For half a century, the Health Sciences Library has been a step ahead of the way we work, finding inventive and dynamic ways to partner with researchers and clinicians as new technologies and teaching methods transform health care all over the world.
In early 2020, the third floor of the HSL became home to some of Carolina’s most innovative projects in health affairs.
“This affords our partners the opportunity to better integrate the expertise of our team and utilize cutting-edge resources and technological developments in instruction and research,” says Nandita Mani, associate University librarian for the health sciences and director of the Health Sciences Library.
Mani continues: “It further exemplifies how the library is a connector—linking our students, faculty and researchers to collaborative opportunities based on common goals and information needs. Having these partners together in our space is also a great way for serendipitous collisions of inquiry to occur.”
These projects will make use of this new collaborative opportunity.
Global Women’s Health, Project LABOR
An initiative of the School of Medicine, where a team of clinical researchers will study ways to improve pregnancy outcomes in resource-limited settings thanks to a $14 million grant from the Bill & Melinda Gates Foundation.
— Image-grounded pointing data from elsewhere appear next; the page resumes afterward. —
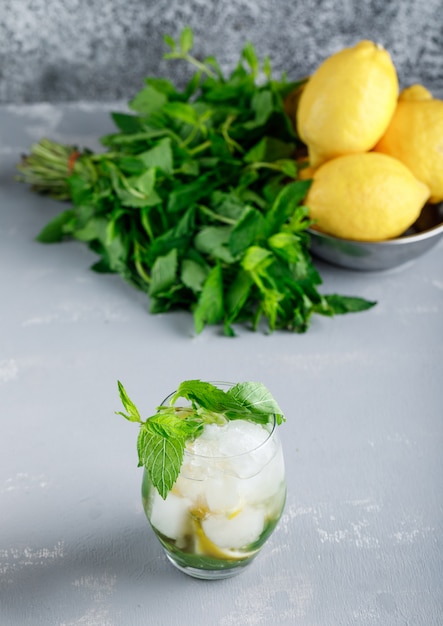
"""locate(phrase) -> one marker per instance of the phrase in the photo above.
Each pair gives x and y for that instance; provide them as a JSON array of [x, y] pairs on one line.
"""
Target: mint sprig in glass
[[213, 484]]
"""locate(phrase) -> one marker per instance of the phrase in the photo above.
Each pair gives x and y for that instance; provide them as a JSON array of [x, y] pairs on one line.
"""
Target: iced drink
[[226, 501]]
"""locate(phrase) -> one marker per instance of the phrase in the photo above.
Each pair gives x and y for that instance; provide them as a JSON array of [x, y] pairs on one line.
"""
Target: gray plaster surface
[[361, 539], [70, 50]]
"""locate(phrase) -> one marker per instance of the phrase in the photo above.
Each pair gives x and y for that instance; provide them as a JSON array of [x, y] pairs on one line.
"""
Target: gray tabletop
[[360, 542]]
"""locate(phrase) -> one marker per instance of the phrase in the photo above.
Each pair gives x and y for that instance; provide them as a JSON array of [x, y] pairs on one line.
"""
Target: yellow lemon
[[415, 137], [365, 197], [347, 104]]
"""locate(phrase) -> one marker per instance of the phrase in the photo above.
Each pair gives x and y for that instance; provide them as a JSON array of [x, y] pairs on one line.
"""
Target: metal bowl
[[423, 235]]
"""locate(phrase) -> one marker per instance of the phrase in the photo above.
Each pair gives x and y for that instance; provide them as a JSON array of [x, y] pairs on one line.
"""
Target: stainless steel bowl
[[369, 256]]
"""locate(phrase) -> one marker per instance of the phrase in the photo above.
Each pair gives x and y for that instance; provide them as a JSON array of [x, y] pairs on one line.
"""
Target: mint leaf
[[255, 398], [162, 437], [162, 455]]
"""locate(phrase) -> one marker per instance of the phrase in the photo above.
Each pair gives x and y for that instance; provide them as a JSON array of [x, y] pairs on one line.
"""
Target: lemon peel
[[347, 103], [415, 137], [365, 197]]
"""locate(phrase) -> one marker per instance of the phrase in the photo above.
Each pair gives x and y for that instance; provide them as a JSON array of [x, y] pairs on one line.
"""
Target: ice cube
[[266, 482], [235, 531], [222, 494], [170, 516]]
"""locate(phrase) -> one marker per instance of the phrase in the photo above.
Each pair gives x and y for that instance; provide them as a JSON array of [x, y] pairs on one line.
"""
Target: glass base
[[208, 574]]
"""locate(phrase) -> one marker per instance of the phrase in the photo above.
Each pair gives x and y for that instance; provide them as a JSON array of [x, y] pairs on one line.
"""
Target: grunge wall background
[[100, 50]]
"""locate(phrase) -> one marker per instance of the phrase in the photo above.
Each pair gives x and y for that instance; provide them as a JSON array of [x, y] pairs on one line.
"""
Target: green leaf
[[269, 149], [207, 396], [163, 273], [186, 39], [214, 241], [256, 258], [159, 156], [257, 399], [249, 229], [262, 105], [286, 203], [348, 304], [181, 111], [148, 101], [237, 294], [161, 453], [193, 274], [132, 412]]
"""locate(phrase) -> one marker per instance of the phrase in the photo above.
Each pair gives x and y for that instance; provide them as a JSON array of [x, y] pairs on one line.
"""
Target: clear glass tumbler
[[226, 502]]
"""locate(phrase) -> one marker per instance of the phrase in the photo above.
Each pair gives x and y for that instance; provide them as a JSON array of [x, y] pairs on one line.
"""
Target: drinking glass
[[226, 501]]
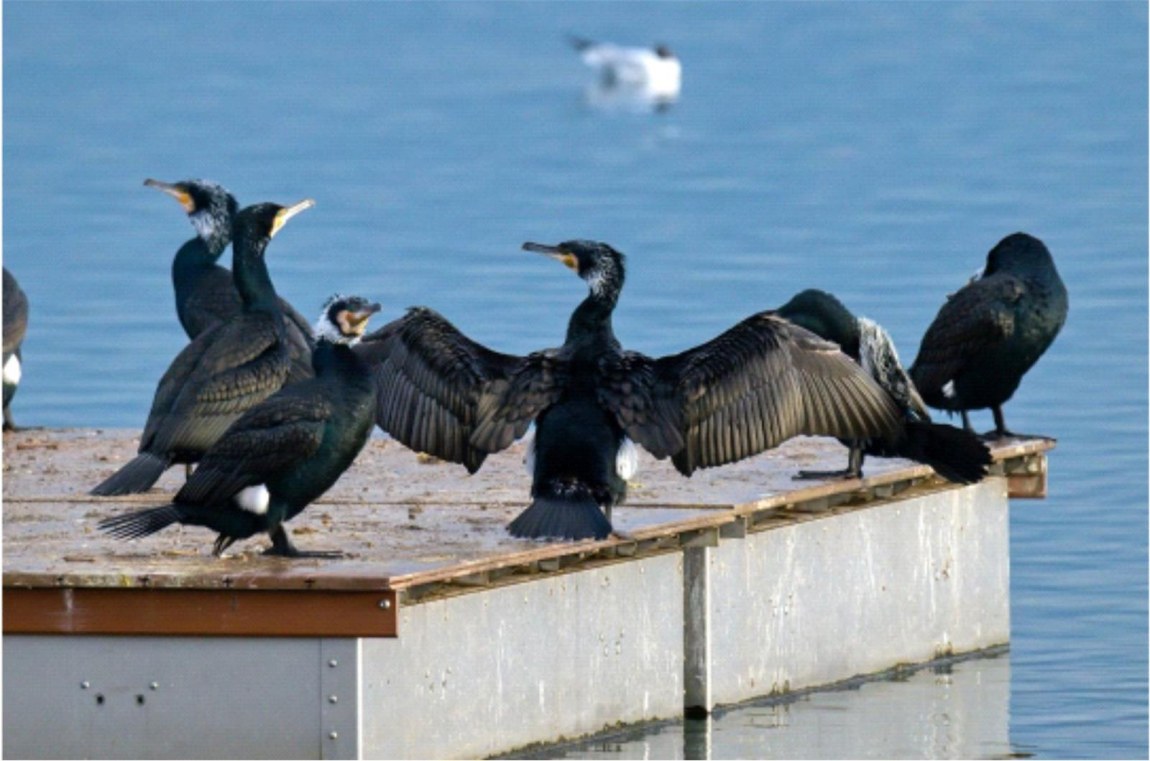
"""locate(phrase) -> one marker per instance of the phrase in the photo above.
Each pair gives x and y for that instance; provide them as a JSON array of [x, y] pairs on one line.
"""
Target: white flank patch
[[627, 459], [12, 370], [253, 499]]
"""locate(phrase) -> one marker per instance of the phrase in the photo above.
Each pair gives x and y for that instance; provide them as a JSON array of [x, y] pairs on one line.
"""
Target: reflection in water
[[955, 709]]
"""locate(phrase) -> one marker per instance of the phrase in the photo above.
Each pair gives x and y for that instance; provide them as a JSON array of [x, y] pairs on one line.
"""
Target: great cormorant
[[225, 370], [745, 391], [282, 454], [956, 454], [991, 331], [15, 325], [205, 291]]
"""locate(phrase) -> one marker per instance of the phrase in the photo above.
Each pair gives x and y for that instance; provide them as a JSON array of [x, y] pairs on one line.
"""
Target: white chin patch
[[529, 455], [12, 370], [253, 499], [627, 459]]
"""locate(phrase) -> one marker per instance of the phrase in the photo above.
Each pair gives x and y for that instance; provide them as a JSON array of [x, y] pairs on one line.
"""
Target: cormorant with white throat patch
[[205, 291], [282, 454], [224, 371], [15, 325], [745, 391], [956, 454]]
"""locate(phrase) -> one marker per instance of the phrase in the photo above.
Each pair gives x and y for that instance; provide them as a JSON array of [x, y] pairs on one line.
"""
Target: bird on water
[[205, 291], [15, 325], [282, 454], [224, 370], [991, 331], [745, 391], [657, 71], [956, 454]]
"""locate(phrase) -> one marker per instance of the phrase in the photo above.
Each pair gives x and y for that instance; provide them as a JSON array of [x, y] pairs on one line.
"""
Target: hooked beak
[[288, 213], [183, 197], [554, 252]]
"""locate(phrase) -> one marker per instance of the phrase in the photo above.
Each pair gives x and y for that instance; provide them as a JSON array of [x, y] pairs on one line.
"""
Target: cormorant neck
[[329, 356], [250, 271], [591, 318]]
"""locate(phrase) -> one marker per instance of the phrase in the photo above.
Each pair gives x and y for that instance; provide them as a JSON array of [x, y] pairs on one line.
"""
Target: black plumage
[[748, 390], [225, 370], [15, 327], [956, 454], [206, 293], [991, 331], [282, 454]]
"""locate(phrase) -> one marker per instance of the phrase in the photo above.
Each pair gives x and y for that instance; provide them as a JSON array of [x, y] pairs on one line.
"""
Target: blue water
[[875, 150]]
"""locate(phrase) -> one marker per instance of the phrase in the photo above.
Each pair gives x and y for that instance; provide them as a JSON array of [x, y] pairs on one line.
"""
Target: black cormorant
[[956, 454], [282, 454], [205, 291], [15, 325], [745, 391], [991, 331], [225, 370]]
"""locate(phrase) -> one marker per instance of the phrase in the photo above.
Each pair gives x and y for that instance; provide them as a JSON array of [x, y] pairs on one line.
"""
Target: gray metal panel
[[560, 656], [860, 592], [161, 697]]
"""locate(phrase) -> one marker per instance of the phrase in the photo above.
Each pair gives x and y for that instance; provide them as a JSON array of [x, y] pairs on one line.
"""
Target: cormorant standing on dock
[[15, 325], [282, 454], [991, 331], [225, 370], [956, 454], [205, 291], [745, 391]]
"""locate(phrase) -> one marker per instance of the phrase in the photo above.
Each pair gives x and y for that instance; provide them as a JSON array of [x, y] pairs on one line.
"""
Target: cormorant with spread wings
[[748, 390]]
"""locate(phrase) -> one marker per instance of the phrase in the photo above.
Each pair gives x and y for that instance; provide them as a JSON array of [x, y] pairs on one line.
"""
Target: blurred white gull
[[652, 74]]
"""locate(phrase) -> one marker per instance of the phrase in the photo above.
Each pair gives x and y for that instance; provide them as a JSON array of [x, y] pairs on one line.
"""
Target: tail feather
[[142, 523], [137, 476], [957, 455], [567, 516]]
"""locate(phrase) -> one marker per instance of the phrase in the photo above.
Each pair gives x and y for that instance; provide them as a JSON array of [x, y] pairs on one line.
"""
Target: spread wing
[[743, 392], [436, 387], [978, 316], [267, 439]]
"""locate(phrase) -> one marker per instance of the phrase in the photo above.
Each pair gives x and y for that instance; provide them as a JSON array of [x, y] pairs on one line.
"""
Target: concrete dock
[[439, 636]]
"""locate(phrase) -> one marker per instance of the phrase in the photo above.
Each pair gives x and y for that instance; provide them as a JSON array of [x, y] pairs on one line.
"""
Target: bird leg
[[853, 468], [283, 547]]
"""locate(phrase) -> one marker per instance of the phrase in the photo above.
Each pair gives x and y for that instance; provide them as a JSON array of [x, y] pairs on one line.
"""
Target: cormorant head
[[599, 264], [263, 221], [344, 318], [211, 208], [1018, 253]]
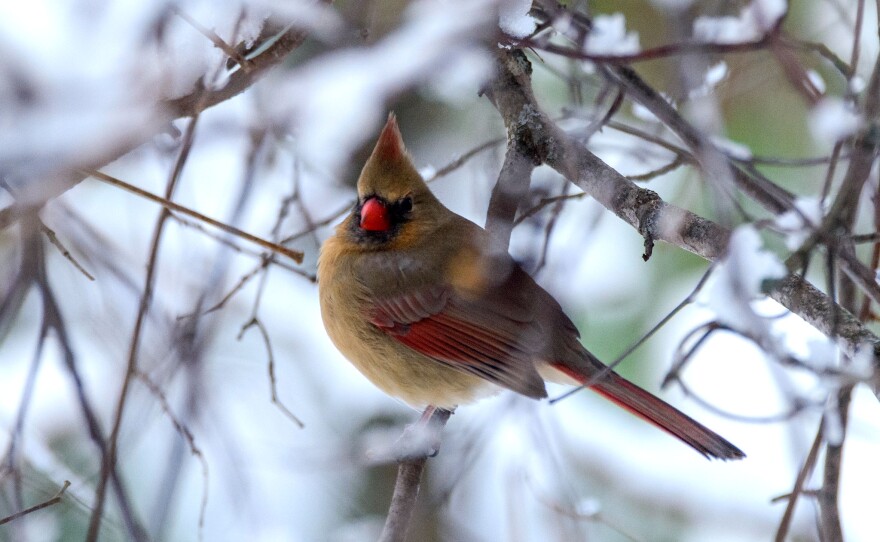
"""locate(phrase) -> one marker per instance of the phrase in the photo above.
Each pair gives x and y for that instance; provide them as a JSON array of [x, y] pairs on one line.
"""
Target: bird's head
[[394, 203]]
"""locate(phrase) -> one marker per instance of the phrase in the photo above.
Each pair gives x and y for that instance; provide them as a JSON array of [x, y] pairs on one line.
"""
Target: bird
[[426, 305]]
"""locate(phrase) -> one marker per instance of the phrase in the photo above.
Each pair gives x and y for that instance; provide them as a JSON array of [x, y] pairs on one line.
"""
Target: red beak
[[374, 216]]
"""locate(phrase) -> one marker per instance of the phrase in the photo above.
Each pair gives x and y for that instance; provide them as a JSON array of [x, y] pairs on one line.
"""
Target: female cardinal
[[415, 297]]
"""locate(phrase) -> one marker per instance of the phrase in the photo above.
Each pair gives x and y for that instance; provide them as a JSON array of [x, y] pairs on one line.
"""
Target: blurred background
[[206, 453]]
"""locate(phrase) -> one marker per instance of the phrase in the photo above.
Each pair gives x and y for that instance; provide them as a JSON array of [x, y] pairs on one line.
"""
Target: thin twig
[[187, 435], [169, 205], [53, 501], [109, 459], [273, 383], [803, 475], [406, 487]]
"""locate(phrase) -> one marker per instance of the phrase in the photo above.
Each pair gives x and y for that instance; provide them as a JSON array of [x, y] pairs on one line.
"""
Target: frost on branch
[[800, 222], [609, 37], [740, 279], [833, 120], [755, 20], [514, 19], [433, 43]]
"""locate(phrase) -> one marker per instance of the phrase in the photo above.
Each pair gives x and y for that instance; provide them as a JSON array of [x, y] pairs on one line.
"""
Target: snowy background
[[81, 80]]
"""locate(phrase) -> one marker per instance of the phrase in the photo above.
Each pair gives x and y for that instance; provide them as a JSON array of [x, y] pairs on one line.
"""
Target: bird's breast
[[346, 307]]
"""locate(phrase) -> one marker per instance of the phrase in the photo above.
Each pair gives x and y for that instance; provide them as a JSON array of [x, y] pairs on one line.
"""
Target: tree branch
[[644, 210]]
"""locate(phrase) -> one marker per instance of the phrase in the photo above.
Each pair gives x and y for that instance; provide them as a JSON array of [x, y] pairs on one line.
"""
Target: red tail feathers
[[663, 415]]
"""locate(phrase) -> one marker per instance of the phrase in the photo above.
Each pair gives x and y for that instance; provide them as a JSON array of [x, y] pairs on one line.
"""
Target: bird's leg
[[422, 439]]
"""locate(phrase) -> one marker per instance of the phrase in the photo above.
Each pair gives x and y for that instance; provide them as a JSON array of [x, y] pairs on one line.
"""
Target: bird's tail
[[653, 409]]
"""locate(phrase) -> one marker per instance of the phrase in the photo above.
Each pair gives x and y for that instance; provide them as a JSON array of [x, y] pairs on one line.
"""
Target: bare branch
[[53, 501]]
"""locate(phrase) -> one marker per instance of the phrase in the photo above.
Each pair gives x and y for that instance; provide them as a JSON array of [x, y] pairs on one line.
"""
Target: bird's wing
[[486, 335]]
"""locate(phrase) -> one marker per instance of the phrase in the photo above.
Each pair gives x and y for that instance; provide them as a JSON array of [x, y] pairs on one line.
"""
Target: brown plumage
[[412, 294]]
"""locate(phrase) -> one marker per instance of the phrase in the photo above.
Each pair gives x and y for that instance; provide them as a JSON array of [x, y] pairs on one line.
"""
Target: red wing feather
[[457, 333]]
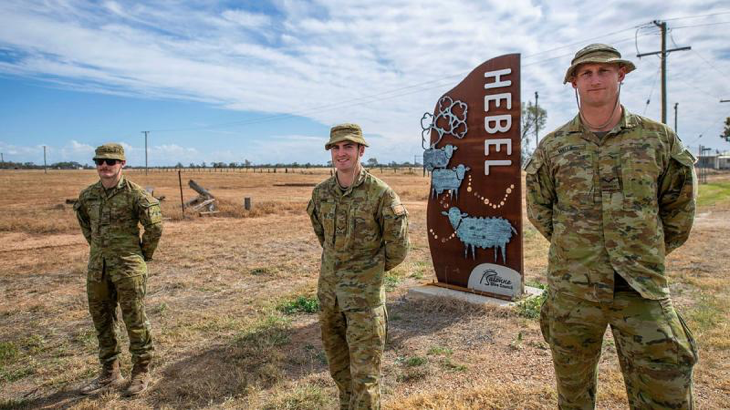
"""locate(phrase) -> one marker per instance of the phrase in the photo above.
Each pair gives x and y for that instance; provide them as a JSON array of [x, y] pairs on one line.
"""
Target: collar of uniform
[[359, 179], [627, 121], [111, 191]]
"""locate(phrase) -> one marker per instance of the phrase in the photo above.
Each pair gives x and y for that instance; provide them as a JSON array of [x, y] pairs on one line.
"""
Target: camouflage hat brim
[[110, 156], [110, 151], [345, 132], [349, 137], [597, 58]]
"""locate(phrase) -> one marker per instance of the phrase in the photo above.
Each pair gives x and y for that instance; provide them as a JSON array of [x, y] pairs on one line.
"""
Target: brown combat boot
[[109, 377], [139, 380]]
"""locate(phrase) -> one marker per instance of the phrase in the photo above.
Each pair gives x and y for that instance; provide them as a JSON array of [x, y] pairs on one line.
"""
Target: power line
[[709, 63], [698, 16], [703, 25], [396, 93]]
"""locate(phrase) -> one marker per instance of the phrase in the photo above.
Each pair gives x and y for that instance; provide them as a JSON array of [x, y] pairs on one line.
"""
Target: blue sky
[[264, 81]]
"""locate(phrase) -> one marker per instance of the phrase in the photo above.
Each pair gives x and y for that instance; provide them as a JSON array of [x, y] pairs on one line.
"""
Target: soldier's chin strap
[[610, 117]]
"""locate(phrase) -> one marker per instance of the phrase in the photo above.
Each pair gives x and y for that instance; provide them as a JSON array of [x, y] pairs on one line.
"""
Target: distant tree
[[532, 116], [726, 132], [67, 165]]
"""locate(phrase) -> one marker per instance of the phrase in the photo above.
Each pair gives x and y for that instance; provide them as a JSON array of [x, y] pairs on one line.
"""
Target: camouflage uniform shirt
[[363, 232], [616, 204], [110, 219]]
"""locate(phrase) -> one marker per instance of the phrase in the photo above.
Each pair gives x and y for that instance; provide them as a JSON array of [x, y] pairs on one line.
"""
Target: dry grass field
[[231, 303]]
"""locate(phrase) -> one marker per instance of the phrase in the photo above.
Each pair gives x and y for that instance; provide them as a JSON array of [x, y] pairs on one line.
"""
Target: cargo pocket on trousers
[[545, 319], [690, 340]]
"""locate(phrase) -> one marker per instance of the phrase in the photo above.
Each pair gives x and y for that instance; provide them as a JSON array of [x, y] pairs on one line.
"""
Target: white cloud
[[369, 62], [246, 19]]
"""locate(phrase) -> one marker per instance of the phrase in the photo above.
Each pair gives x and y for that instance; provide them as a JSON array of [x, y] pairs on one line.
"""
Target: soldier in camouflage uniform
[[363, 229], [614, 193], [109, 213]]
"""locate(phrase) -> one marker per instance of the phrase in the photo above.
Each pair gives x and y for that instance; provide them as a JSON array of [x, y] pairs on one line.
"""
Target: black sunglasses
[[110, 162]]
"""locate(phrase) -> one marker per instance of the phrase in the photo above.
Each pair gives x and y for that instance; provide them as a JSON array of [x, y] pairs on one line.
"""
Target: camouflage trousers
[[656, 350], [354, 341], [128, 293]]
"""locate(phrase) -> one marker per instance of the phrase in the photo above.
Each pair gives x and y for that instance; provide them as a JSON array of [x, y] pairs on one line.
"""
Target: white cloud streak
[[309, 54]]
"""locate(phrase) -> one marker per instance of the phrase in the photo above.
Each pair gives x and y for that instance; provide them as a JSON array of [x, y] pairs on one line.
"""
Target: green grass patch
[[307, 397], [302, 304], [271, 331], [8, 352], [530, 307], [452, 366], [413, 361], [713, 193]]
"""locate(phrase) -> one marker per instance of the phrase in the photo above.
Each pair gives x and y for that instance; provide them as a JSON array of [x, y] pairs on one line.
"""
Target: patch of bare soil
[[213, 298]]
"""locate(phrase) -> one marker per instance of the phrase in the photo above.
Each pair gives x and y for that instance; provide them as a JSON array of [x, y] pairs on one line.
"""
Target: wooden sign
[[474, 215]]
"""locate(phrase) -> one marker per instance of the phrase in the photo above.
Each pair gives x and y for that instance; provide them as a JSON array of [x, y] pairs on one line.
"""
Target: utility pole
[[145, 151], [664, 53], [537, 122]]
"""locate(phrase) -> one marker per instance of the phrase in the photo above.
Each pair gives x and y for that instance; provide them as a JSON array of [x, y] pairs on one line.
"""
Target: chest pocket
[[327, 218], [366, 229], [640, 172], [93, 210], [121, 211], [573, 170]]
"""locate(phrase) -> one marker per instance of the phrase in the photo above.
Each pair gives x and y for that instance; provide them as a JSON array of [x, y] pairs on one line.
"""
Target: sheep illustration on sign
[[448, 180], [476, 232], [438, 157]]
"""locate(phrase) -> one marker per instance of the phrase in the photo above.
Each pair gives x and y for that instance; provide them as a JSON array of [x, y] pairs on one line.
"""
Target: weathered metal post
[[182, 201]]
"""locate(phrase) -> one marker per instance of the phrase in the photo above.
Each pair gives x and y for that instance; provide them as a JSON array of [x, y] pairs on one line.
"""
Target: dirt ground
[[218, 285]]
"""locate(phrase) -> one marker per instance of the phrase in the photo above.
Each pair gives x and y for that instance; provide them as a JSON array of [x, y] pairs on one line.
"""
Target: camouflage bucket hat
[[345, 132], [597, 53], [110, 151]]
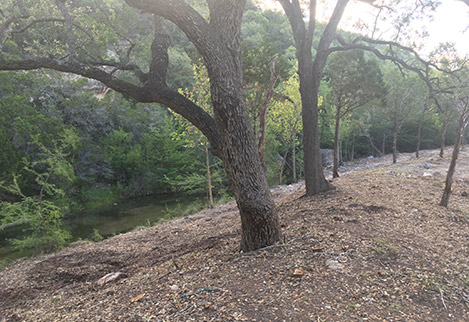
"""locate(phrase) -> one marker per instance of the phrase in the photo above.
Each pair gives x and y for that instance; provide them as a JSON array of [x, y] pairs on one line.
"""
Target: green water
[[109, 221]]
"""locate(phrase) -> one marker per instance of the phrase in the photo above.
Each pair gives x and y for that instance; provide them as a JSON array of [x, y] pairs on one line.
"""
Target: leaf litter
[[378, 248]]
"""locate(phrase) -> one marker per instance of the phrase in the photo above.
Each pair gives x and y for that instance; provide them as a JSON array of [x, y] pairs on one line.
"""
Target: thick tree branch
[[162, 94], [62, 5], [196, 28]]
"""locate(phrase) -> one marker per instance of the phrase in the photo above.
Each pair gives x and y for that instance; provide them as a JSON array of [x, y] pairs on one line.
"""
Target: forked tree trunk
[[335, 167], [452, 167]]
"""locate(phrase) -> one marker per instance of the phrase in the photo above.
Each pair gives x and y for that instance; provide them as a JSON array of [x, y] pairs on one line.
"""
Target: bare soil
[[377, 248]]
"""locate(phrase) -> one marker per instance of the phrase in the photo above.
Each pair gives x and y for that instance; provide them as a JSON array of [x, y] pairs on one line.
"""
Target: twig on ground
[[442, 299]]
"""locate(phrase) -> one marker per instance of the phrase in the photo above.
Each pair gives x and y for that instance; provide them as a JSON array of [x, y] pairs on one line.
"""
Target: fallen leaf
[[138, 298]]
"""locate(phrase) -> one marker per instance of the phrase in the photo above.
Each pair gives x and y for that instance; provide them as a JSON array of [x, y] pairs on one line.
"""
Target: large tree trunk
[[452, 167], [335, 168], [315, 181], [443, 137]]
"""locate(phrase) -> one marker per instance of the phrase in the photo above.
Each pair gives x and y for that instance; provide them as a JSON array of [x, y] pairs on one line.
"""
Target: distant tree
[[311, 69], [403, 95], [72, 37], [354, 82], [459, 97], [285, 122]]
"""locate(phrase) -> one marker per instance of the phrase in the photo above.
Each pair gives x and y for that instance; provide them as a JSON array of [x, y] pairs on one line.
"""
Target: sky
[[450, 22]]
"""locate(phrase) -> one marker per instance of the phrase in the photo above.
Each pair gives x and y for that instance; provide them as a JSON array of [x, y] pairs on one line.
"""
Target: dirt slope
[[378, 248]]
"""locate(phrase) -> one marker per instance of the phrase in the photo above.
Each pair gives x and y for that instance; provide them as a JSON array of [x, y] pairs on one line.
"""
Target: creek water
[[107, 220]]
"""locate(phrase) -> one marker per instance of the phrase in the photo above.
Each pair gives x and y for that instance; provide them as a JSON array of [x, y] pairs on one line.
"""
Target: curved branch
[[161, 94]]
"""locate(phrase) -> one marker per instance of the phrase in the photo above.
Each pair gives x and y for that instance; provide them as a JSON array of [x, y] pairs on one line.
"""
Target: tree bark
[[293, 152], [419, 137], [282, 166], [209, 176], [335, 168], [443, 137], [452, 168], [265, 105], [419, 130], [310, 74], [218, 42], [394, 143]]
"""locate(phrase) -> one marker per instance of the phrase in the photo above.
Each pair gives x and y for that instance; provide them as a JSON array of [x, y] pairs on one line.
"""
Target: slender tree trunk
[[443, 138], [293, 151], [452, 168], [383, 146], [209, 175], [310, 75], [265, 105], [419, 138], [335, 168], [282, 166], [394, 143], [419, 132]]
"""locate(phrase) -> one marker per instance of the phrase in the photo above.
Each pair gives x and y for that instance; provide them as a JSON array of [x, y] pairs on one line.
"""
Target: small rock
[[298, 272], [428, 165], [110, 278], [334, 264], [174, 288]]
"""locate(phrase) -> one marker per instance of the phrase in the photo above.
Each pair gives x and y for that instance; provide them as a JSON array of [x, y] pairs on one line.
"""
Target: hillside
[[378, 248]]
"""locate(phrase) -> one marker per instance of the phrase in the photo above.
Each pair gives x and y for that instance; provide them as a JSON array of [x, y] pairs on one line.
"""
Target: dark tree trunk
[[419, 138], [310, 77], [443, 137], [209, 175], [218, 42], [394, 143], [293, 151], [282, 166], [383, 146], [230, 131], [269, 94], [419, 131], [452, 167], [335, 168]]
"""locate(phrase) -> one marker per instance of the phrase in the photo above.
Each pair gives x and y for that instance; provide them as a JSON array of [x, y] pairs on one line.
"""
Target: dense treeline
[[75, 143]]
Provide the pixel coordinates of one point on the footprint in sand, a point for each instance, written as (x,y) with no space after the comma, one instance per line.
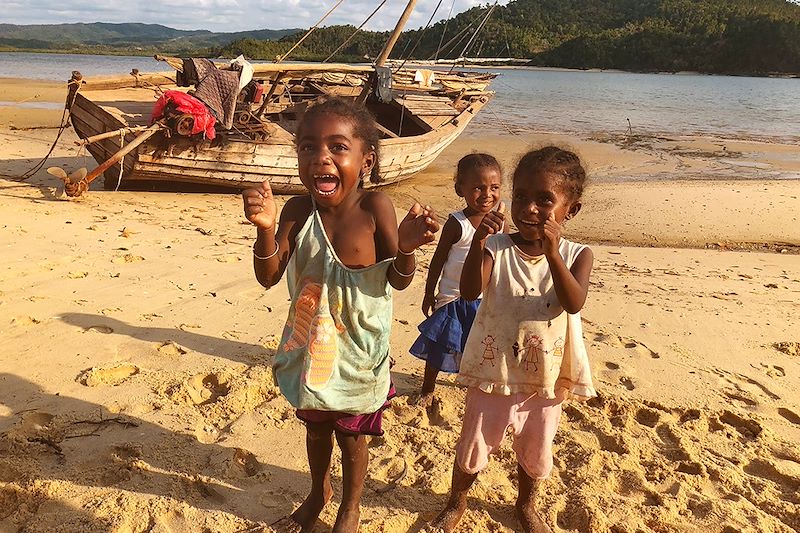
(171,348)
(206,388)
(100,329)
(25,321)
(789,415)
(127,258)
(627,382)
(788,347)
(624,342)
(747,427)
(94,376)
The Limiting Adverse Birth Outcomes in Resource-Limited Settings (LABOR) study will focus on the period of pregnancy between the onset of labor through delivery in three developing countries, including UNC-Chapel Hill’s flagship partnership in Zambia.
Carolina’s Office of Interprofessional Education and Practice (IPEP)
A campus initiative that integrates interprofessional learning and collaboration in the health affairs schools, and schools of social work, business and education, to break down silos and enhance team-based and holistic delivery of care.
With a multidisciplinary faculty, including librarians, IPEP infuses curricula with interactive learning and collaborative environments, sending more practice-ready students into the workforce after graduation.
Carolina Health Informatics Program (CHIP)
An interdisciplinary research and training program of the School of Information and Library Science that applies computer and information science to human health.
CHIP is a community of students, researchers and practitioners working together to improve the health and lives of people through informatics and offering detailed workshops and trainings in the rapidly changing field of informatics.